Rob Tolmie, formerly managing director of Photo Create, is setting up a new wholesale fulfilment operation in Melbourne, under the trading name, PMI Imageworks.
Parent company PMI (‘Passion Meets Integrity’) located in the inner Melbourne suburb of Fitzroy, is one of Australia’s leading short-run digital printing houses, and among the top three Indigo sites by volume in Australia. PMI CEO Chris Zapris will head the new PMI Imageworks business, with Mr Tolmie (pictured right) as managing director.
Other leading executives have been recruited from the printing industry.
Rob Tolmie, who was was recently elected president of the US-based Association of Imaging Executives, is a world expert in operating a large scale digital fulfilment operation. His pioneering work at Photo Create in establishing one of the world’s largest facilities from scratch gives him unmatchable experience in Australia in this relatively new type of imaging business.
PMI Imageworks will operate out of an 80,000 sq ft facility in the suburb of Hawthorn and became fully operational last week. It will run multiple Indigo 7000 series digital printers for photo books, calendars etc, and offer the full range of photo gift and home decor products available from main competitor, Photo Create (along with the many photo retailers offering these services in-house).
PMI Imageworks will run refurbished, high-volume Fujifilm Frontier 390 machines for silver halide printing.

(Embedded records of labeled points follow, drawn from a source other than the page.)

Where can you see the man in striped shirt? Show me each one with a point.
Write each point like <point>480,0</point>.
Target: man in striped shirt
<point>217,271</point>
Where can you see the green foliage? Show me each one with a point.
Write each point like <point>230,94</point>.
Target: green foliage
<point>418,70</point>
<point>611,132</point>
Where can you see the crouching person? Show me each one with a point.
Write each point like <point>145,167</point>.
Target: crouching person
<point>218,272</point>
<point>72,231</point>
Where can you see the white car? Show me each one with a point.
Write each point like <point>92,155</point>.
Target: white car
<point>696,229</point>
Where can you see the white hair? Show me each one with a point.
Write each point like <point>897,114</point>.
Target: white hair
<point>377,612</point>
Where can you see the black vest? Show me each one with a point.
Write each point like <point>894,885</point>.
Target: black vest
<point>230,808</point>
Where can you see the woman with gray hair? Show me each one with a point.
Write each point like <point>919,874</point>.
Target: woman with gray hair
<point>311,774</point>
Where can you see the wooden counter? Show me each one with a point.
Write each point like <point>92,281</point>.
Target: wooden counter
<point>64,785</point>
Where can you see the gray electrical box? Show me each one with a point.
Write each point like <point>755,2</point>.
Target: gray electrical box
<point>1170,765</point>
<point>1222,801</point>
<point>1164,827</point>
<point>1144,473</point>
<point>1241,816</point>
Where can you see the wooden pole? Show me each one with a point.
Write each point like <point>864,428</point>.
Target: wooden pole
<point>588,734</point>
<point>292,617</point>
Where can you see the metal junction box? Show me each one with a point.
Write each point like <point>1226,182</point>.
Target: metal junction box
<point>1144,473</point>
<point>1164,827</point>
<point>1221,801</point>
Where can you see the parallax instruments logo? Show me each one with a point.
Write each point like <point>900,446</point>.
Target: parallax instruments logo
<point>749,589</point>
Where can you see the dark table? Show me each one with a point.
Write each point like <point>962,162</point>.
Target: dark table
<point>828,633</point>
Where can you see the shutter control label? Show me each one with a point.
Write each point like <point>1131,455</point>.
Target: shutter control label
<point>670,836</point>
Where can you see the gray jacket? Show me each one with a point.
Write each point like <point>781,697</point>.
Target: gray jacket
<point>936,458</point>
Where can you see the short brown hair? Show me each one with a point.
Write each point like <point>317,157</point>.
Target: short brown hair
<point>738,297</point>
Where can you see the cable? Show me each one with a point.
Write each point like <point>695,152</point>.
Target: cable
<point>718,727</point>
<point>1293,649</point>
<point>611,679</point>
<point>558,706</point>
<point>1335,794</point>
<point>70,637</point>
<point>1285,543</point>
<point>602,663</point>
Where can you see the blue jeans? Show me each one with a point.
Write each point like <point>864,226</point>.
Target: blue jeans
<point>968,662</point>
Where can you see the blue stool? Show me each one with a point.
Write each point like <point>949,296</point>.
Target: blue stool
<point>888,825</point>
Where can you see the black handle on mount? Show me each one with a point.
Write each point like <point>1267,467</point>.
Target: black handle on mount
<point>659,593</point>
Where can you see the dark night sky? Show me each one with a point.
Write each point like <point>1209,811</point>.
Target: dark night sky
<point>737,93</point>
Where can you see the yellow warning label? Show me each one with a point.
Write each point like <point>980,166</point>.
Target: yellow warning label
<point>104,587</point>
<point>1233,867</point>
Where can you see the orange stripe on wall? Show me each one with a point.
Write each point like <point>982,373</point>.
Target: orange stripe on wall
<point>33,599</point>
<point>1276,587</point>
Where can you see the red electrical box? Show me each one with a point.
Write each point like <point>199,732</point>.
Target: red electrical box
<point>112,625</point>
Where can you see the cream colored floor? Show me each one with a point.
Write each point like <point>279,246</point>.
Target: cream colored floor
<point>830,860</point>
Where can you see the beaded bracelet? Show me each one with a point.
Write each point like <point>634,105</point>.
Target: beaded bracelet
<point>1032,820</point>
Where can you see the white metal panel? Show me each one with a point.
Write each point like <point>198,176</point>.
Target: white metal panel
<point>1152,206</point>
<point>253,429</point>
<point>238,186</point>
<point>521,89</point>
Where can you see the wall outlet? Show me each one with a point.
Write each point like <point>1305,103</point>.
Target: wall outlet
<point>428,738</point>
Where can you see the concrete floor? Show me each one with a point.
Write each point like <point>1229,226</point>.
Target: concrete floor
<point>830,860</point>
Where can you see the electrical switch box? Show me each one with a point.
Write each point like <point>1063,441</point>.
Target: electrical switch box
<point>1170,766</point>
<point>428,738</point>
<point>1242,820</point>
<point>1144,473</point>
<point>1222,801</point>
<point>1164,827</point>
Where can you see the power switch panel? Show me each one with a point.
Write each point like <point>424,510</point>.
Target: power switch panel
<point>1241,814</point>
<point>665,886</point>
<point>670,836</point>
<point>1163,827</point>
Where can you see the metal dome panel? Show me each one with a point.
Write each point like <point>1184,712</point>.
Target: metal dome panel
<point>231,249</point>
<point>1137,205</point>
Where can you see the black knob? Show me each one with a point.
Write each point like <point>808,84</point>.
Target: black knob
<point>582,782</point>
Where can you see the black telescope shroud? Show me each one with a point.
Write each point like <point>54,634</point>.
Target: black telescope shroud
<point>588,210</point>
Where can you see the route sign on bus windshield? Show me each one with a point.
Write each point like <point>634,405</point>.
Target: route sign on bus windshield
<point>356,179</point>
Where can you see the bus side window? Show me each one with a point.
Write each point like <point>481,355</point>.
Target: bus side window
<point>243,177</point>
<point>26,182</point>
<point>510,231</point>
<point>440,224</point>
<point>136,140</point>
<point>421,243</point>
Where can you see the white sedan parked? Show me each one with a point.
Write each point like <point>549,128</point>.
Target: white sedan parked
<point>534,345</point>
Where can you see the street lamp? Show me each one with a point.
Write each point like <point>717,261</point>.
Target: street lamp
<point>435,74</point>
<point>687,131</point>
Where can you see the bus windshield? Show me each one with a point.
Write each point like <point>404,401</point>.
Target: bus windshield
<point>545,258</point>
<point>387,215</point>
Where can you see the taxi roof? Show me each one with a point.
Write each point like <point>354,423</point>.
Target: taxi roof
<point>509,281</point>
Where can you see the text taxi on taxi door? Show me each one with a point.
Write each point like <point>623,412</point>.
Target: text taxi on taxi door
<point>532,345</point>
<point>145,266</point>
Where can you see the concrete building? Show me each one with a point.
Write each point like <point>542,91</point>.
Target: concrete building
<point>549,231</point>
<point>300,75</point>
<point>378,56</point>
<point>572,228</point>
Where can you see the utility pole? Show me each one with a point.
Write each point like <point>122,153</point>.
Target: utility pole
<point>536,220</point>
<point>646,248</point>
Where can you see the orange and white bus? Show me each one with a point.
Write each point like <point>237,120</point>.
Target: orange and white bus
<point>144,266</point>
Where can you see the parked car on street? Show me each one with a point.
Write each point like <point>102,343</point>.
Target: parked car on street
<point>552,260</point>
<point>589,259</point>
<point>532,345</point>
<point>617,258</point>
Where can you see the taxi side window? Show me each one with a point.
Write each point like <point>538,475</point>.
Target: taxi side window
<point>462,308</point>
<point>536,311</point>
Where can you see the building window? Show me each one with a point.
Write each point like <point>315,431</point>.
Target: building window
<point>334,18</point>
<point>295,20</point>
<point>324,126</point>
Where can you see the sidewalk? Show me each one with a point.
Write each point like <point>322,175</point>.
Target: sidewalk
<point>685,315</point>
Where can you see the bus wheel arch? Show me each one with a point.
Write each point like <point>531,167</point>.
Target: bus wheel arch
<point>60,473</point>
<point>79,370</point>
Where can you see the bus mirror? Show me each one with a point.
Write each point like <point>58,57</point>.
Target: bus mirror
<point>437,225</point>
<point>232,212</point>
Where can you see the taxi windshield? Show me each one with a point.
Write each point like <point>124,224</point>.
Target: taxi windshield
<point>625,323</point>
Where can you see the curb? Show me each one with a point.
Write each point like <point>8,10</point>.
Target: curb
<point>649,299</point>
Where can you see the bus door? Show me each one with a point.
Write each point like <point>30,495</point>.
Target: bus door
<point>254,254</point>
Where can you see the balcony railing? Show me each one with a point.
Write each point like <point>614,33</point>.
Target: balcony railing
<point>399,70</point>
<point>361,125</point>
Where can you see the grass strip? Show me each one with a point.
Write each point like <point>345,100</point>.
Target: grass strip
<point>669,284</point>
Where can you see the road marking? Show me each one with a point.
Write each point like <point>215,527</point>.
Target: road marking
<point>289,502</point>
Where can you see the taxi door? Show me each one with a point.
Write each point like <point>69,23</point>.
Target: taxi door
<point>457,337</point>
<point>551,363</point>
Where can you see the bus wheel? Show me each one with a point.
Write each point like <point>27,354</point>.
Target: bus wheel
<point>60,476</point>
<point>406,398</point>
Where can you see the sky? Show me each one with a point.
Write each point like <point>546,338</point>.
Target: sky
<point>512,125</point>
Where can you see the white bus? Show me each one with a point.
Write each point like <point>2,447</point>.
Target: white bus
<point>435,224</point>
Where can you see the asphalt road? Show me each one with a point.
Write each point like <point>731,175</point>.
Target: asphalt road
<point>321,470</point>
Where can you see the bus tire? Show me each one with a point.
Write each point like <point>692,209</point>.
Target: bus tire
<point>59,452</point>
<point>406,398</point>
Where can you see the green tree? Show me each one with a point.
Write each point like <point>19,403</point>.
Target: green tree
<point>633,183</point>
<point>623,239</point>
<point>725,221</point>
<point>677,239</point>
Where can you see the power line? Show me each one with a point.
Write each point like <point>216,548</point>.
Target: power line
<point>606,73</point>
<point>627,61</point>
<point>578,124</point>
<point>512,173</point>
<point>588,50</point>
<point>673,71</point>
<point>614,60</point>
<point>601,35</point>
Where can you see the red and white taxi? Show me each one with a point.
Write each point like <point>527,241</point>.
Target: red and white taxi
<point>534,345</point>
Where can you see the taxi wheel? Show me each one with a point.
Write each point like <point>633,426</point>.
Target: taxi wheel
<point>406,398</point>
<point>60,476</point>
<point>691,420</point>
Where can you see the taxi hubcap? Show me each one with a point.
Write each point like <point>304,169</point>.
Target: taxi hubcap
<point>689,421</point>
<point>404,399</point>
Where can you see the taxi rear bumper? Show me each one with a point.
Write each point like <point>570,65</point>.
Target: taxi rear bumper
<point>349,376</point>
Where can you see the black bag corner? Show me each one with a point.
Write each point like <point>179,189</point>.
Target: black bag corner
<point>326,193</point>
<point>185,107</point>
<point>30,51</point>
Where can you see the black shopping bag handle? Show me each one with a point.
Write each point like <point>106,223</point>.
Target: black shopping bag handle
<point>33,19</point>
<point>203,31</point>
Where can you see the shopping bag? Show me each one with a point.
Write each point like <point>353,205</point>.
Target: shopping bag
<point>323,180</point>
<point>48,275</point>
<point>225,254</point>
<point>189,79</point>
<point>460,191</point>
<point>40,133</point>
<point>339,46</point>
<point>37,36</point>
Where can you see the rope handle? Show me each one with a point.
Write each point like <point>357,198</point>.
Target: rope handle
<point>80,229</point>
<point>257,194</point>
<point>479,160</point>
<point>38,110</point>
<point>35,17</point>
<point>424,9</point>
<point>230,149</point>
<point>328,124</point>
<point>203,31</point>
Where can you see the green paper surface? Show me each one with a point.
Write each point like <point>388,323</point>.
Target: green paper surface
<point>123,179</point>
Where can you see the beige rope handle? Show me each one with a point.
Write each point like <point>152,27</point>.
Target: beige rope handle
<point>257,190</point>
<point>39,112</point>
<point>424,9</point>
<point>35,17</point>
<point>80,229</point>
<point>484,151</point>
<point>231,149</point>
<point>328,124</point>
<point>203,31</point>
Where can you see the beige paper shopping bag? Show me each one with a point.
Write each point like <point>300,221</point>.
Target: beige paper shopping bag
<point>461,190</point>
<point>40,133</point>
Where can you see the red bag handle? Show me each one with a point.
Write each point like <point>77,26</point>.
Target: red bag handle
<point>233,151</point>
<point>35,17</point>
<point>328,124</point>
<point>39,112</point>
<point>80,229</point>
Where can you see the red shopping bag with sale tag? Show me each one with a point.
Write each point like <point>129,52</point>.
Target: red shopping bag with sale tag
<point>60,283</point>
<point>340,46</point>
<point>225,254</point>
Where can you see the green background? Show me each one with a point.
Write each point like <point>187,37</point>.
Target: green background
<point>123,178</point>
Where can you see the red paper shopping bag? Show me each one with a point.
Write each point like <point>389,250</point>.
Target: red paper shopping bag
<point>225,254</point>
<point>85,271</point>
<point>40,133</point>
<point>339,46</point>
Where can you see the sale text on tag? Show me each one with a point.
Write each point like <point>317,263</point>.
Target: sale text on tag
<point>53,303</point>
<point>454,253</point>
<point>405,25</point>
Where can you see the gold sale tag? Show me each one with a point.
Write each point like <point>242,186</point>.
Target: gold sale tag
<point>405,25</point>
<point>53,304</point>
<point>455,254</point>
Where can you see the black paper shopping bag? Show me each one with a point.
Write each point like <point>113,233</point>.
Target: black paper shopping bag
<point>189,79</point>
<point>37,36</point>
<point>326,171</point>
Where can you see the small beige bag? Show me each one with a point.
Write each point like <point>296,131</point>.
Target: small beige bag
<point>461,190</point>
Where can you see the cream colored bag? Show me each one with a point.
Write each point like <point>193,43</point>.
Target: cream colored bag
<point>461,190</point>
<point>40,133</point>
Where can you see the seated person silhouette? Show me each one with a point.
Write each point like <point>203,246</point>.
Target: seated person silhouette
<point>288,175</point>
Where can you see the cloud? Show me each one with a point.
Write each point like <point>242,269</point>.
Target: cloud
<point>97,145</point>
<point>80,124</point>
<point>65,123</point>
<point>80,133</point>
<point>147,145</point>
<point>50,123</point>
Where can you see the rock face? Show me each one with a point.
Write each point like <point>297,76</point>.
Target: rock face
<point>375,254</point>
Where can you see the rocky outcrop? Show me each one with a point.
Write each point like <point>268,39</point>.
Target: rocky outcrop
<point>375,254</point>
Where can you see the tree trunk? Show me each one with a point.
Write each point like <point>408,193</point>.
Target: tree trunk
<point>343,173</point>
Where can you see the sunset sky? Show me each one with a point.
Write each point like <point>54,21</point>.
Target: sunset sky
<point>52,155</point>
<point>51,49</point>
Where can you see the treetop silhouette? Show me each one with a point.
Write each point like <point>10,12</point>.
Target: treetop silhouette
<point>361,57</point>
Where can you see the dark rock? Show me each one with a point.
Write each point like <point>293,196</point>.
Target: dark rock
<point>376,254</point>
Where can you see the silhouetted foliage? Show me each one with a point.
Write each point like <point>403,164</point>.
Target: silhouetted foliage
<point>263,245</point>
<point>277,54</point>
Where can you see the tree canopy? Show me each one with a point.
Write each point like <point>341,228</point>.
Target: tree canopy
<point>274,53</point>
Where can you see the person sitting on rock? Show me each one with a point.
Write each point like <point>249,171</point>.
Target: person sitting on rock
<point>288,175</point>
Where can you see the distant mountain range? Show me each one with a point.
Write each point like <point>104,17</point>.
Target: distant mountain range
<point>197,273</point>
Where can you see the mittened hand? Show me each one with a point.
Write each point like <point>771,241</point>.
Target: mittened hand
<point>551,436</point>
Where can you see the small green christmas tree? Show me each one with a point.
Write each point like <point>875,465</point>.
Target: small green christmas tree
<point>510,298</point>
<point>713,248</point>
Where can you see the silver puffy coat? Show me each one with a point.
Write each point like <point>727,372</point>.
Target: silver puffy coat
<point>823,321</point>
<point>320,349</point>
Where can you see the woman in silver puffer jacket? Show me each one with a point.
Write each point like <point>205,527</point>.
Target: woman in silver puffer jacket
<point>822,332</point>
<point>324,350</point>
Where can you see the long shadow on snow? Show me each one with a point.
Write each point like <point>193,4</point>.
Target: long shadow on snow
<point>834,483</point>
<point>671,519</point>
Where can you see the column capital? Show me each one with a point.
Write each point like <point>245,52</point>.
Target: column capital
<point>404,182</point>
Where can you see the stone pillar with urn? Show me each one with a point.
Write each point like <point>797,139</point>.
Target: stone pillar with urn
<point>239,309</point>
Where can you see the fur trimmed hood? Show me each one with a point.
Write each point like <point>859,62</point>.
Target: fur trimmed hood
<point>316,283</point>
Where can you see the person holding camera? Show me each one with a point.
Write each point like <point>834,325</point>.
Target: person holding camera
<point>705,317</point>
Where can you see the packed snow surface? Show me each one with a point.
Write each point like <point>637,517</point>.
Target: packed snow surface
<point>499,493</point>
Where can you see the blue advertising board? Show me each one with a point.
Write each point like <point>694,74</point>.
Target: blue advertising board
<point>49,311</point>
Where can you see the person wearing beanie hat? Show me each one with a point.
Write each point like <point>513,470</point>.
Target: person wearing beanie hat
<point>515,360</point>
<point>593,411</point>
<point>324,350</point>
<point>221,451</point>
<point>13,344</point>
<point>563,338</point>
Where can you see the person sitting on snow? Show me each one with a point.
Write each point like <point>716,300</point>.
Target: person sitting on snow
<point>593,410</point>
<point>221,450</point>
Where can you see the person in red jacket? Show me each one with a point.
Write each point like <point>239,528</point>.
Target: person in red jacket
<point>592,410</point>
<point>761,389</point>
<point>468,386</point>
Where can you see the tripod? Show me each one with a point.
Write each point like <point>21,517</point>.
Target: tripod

In addition, the centre will offer a new ‘direct-to-garment’ service using inkjet, rather than thermal transfer technology, which will expand the scope of customised printing onto clothing to natural fibres and coloured fabrics.
Another distinguishing characteristic of the new business, according to Mr Tolmie, is that ‘PMI Imageworks will not compete directly with our clients.’
He also said that, operating out of a capital city, PMI Imageworks was geographically well-located.
Photo Create, operating from the northern NSW country town of Glenn Innes, bills itself as the largest wholesale fulfilment house in the southern hemisphere, and also has operations in New Zealand and the US.
Australian customers include Big W, Harvey Norman and Domayne (via Fujifilm) and Camera House.
Mr Tolmie said PMI Imageworks had already secured some major clients, including some work from Snapfish, and garment printing specialist, Cafe Press.
He said that PMI Imageworks would be ‘agnostic’ when it came to its customers’ front end software, but would use its own workflow and order-tracking software, licensed from one of the world’s leading order fulfilment software developers.
‘Anyone can buy equipment,’ said Mr Tolmie. ‘But workflow software is critical, and a lot of companies overlook that.’
He said that refining the software infrastructure over his five years with Photo Create had been critical to the success of the business, and that an understanding of this issue had helped get the new PMI Imageworks operation up and runnng in just three months.
With the focus so far in making PMI Imageworks functional, the business doesn’t yet have a public website, or other marketing collateral.
‘I’m sure we’ll get around to it!’ said Mr Tolmie.